One of the phrases we overuse here at Hope is that our job isn’t to get people into our housing, its to get people out. Destitution housing, or financial support from a Hope grant can literally keep people alive while they fight there asylum case, but it isn’t a long term solution.

Everyone that we support has been, we believe, refused asylum in circumstances which are at the very least questionable. That means that we think there is a good chance that they will face persecution if they are forced to return ‘home’. Our focus is on the long term; helping them to challenge that refusal so they can get off the destitution treadmill for good and start to build a proper life in safety here in the UK. The first step towards this is often ‘section 4 support’. When new evidence is presented that casts doubt on the asylum refusal (we call this ‘making further representations’) and this is compelling enough that the Home Office have to  take it seriously, then they grant ‘section 4 support’. They provide housing and £35.39 per week. Inadequate as this is, its a huge step forward for people who were previously destitute – there is light at the end of the tunnel.
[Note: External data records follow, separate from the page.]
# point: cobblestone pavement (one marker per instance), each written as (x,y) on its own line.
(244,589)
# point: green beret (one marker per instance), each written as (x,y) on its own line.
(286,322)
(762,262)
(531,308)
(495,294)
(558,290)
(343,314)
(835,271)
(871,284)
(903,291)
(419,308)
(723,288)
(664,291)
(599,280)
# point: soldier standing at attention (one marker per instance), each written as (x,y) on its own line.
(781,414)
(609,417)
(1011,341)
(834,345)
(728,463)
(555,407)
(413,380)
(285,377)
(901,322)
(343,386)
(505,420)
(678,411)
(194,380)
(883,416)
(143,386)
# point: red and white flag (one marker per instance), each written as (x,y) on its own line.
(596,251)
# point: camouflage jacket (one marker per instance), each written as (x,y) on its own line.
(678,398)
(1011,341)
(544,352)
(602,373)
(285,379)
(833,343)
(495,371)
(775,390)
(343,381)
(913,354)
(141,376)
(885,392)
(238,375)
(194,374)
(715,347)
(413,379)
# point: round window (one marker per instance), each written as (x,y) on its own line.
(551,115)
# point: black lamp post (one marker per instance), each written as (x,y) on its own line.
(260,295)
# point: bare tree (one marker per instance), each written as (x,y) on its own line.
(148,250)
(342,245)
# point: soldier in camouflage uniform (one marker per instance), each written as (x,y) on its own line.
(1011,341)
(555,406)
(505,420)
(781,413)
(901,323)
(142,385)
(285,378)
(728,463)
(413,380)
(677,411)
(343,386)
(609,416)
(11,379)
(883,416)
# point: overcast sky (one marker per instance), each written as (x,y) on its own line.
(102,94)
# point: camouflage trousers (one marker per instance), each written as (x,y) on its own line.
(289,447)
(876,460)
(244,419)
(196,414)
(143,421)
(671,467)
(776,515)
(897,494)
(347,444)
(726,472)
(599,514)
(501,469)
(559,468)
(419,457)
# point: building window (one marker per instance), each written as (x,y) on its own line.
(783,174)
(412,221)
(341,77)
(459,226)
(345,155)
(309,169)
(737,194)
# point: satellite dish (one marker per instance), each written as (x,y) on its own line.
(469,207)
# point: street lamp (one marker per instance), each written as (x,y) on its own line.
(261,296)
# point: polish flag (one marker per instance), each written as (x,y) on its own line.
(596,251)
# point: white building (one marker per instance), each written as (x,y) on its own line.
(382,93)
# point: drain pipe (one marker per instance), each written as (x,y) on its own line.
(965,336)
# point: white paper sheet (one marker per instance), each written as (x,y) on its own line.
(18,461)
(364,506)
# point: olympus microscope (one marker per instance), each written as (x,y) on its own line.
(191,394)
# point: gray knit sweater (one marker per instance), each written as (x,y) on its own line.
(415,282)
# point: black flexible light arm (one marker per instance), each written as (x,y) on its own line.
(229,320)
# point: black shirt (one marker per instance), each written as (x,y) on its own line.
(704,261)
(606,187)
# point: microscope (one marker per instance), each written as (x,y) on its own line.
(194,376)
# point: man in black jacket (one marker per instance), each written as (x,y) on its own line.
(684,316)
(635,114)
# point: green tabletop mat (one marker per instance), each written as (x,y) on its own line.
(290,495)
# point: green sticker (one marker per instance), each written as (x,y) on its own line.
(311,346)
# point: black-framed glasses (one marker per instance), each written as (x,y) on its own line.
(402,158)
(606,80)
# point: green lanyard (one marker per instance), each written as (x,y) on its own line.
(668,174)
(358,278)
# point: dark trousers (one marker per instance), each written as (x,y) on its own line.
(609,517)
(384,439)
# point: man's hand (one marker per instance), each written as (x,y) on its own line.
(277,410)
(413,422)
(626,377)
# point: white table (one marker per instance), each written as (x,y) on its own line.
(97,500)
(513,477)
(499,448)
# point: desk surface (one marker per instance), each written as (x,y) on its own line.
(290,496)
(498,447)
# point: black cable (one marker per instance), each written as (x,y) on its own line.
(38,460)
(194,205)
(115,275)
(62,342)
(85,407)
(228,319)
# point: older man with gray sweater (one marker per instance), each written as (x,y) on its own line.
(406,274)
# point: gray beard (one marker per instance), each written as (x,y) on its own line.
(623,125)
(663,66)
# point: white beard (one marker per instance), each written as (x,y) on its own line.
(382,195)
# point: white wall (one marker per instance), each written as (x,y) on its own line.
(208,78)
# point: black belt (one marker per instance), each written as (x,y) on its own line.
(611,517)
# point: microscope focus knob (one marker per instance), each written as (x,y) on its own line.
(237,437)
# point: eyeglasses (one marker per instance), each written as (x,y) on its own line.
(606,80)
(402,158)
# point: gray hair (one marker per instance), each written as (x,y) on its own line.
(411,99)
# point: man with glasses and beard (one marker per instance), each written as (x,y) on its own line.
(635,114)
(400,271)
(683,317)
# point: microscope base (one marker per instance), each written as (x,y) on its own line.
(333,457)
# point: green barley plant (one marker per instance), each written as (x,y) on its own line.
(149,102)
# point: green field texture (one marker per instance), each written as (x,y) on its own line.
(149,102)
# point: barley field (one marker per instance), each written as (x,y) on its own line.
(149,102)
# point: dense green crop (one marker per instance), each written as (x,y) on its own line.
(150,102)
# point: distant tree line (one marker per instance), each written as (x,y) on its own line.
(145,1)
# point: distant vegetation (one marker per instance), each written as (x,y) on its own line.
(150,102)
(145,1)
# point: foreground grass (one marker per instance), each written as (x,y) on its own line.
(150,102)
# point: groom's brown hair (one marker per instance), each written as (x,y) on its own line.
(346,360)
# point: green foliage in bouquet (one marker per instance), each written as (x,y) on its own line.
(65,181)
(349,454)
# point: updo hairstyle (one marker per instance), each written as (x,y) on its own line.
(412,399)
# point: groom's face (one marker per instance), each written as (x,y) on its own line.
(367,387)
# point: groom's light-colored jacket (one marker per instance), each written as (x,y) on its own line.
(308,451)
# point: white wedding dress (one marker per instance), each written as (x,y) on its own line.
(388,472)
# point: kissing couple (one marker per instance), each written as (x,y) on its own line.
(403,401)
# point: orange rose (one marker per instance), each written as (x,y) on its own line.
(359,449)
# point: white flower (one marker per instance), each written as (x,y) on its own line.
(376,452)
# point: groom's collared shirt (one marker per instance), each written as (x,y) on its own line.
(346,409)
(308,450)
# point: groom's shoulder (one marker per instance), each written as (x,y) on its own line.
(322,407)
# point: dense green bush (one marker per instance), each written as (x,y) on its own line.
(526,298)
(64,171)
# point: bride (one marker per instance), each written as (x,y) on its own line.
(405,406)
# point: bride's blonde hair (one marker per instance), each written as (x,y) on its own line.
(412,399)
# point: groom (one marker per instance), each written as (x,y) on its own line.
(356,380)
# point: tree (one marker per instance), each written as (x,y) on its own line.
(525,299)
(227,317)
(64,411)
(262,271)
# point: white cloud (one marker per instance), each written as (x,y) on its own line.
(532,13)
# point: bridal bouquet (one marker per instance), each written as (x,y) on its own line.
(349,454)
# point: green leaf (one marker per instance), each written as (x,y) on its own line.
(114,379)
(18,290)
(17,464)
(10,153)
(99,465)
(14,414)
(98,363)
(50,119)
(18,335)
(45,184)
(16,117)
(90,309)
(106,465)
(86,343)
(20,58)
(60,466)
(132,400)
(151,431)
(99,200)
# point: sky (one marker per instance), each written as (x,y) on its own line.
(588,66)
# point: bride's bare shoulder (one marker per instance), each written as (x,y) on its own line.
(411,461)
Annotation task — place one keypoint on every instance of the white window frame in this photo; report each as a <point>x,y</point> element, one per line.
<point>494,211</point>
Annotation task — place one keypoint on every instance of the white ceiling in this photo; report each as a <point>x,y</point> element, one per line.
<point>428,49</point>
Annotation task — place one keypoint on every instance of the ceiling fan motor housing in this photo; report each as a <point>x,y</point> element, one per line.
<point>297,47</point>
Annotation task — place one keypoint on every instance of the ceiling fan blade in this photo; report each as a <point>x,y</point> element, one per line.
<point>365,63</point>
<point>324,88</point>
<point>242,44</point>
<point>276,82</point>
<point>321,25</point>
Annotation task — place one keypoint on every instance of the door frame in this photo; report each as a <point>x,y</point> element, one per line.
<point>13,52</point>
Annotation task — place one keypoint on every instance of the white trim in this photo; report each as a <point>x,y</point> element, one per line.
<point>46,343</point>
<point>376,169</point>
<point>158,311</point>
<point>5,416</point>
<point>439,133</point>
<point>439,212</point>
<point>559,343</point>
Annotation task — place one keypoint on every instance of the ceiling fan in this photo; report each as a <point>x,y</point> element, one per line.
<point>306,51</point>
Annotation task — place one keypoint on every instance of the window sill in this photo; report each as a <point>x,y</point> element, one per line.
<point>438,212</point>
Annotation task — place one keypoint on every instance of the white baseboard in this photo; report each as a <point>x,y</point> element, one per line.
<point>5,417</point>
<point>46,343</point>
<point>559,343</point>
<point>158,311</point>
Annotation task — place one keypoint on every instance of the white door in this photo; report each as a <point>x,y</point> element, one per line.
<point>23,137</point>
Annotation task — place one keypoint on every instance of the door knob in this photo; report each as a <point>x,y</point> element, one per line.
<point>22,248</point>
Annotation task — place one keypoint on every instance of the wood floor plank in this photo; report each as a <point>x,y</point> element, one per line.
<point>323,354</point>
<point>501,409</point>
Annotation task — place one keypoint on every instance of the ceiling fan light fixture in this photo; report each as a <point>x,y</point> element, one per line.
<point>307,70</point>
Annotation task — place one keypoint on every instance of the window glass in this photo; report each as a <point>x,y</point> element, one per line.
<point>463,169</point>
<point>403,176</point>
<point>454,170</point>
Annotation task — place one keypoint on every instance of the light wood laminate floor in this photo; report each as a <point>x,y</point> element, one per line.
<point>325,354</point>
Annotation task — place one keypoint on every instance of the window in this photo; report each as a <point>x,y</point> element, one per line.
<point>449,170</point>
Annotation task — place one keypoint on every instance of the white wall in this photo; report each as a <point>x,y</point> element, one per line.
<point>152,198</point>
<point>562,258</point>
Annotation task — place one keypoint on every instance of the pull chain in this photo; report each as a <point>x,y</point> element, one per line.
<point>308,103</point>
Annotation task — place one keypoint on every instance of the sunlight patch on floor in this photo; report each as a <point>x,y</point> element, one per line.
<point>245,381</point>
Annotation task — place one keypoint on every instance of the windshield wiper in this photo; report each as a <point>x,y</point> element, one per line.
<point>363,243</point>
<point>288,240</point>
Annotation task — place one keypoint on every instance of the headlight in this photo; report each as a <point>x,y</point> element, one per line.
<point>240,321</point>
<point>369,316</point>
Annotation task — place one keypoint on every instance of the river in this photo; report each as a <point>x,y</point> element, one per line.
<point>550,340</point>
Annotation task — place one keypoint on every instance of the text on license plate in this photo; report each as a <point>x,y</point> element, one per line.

Since April, Hope has helped 43 people who were previously destitute successfully claim either section 4 from the Home Office or local authority support (usually if they were pregnant and homeless once the baby is born). That’s already as many as in the whole of last year. That’s great news for them, and of course it means that we have been able to house or financially support another 43 homeless and destitute asylum seekers.

We’re proud of what we have achieved, and of the hard work all our partner charities put in to making this happen, but the fundamental question needs to be asked. Why does the asylum system leave anyone deliberately homeless and destitute? How skewed are our priorities if we think that making pregnant women street homeless is a policy success?

We can’t answer those questions, but we can, and do, continue to house and support those who fear persecution yet have been made homeless and destitute.